Un neuvième suspect de l’attentat de Moscou au Crocus City Hall placé en détention en Russie

Une neuvième personne accusée d’être impliquée dans l’organisation de l’attentat revendiqué par le groupe État islamique qui a fait plus de 140 morts dans la banlieue de Moscou a été placée en détention, a annoncé la justice russe vendredi.

Il y a exactement une semaine, des individus armés avaient ouvert le feu au Crocus City Hall, une salle de concert près de la capitale russe, avant de l’incendier.
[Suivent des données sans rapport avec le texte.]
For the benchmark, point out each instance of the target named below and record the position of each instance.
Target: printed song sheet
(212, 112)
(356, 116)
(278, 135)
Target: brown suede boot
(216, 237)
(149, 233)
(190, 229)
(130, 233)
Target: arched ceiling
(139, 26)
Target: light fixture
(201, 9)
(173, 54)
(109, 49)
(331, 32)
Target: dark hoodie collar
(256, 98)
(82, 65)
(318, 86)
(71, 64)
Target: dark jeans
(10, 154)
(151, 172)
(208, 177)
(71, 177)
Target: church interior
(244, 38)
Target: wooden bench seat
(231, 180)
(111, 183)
Les autorités russes ont annoncé mercredi un bilan de 143 morts et le ministre russe de la Santé, Mikhaïl Mourachko, a déclaré vendredi qu’une autre personne était décédée. Des dizaines de blessés sont encore hospitalisés.

Quatre assaillants présumés ont depuis été arrêtés, ainsi que plusieurs suspects accusés de les avoir aidés.

Vendredi, un neuvième suspect, Nazrimad Loutfoulloï, a été placé en détention, a annoncé le service de presse des tribunaux de Moscou.

Il est originaire du Tadjikistan, une ancienne république soviétique d’Asie centrale, tout comme les assaillants présumés.

Les autorités n’ont pas précisé le rôle qu’il est accusé d’avoir joué, mais le suspect est inculpé pour « terrorisme » comme les quatre assaillants présumés, un crime passible de la prison à perpétuité.

Sa détention provisoire court au moins jusqu’au 22 mai.

L’attentat est le plus meurtrier en Russie depuis une vingtaine d’années, et le pire revendiqué par le groupe djihadiste État islamique (EI) sur le sol européen.

L’EI a confirmé vendredi l’arrestation de quatre de ses membres, qu’il désigne comme les auteurs de l’attentat.

Malgré cette revendication djihadiste claire, les autorités russes persistent à tracer un lien avec l’Ukraine, pays qu’elles affrontent militairement depuis plus de deux ans.

Les enquêteurs ont assuré vendredi que les assaillants présumés avaient raconté que l’attaque avait été coordonnée « par un homme sous pseudonyme au moyen de messages vocaux sur la messagerie Telegram ».

« Sur les instructions du coordinateur, les terroristes se sont dirigés en voiture après leur crime vers la frontière russo-ukrainienne, en vue de la franchir et d’arriver à Kiev pour recevoir la récompense qui leur avait été promise », a affirmé le Comité d’enquête.

Jeudi, cet organe chargé des principales investigations criminelles avait affirmé que les auteurs de l’attentat avaient des « liens avec les nationalistes ukrainiens » et avaient reçu d’« importantes » sommes d’argent en provenance d’Ukraine.

Le directeur des services de sécurité russes (FSB), Alexandre Bortnikov, a lui accusé les services secrets ukrainiens et occidentaux d’avoir « facilité » l’attentat. Mais l’Ukraine dément catégoriquement toute implication dans cet attentat.

Attentat déjoué dans le sud

Le FSB a également affirmé vendredi avoir arrêté trois « ressortissants d’un pays d’Asie centrale » qui prévoyaient un attentat à la bombe dans le sud-ouest de la Russie.

Les services de sécurité ont assuré dans un communiqué cité par les agences de presse russes avoir « mis fin aux activités terroristes de trois ressortissants d’un pays d’Asie centrale qui projetaient de commettre un acte terroriste en faisant exploser un engin dans un lieu public de la région de Stavropol ».

La télévision russe a diffusé des images sur lesquelles on peut voir plusieurs hommes maintenus au sol par des agents du FSB entre des voitures.

Selon l’agence publique de presse Ria Novosti, des composants pour la fabrication d’un engin explosif artisanal et des substances chimiques ont été trouvés au domicile des suspects.

Le FSB annonce régulièrement depuis des années déjouer des attentats en Russie, et peu de détails sont en général connus de ces affaires.